C: how to return a struct literal without mentioning its type name?

We can return struct literal from a function by casting anonymous literal initializer to the return type:

struct foo f() {
    return (struct foo) { .bar = 42 };
}

Is it possible without mentioning struct foo anywhere in the initializer? Separate declaration:

struct foo result = {
    .bar = 42
};
return result;

will not do, as it still explicitly mentions the struct foo type.

Is it possible to get the return type of enclosing function with typeof? I tried:

• return (typeof(#__func__())) { .bar = 42 };
• and return (__auto_type) { .bar = 42 };,

but apparently C's type inference doesn't go outside of a single expression.

I'm writing a preprocessor macro and would like to avoid the extra argument for the type.

gcc specific solutions are welcome.

No. It is not possible. Both a declaration (6.7.6) and an initialization of compound literals requires a type specifier (6.5.2.5, 6.7.9).

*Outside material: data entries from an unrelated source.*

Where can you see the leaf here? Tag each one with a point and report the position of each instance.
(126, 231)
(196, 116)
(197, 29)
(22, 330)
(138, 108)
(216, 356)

Per the latest public C11 standard draft at the time of writing, "6.5.2.5 Compound literals" (which are struct initializers):
> A postfix expression that consists of a parenthesized type name followed by a brace-enclosed list of initializers is a compound literal.

(bold emphasis is mine).

Indeed, it has nothing to do with type cast, except for similar syntax.

I believe, this is the only way in C standard to specify struct literals.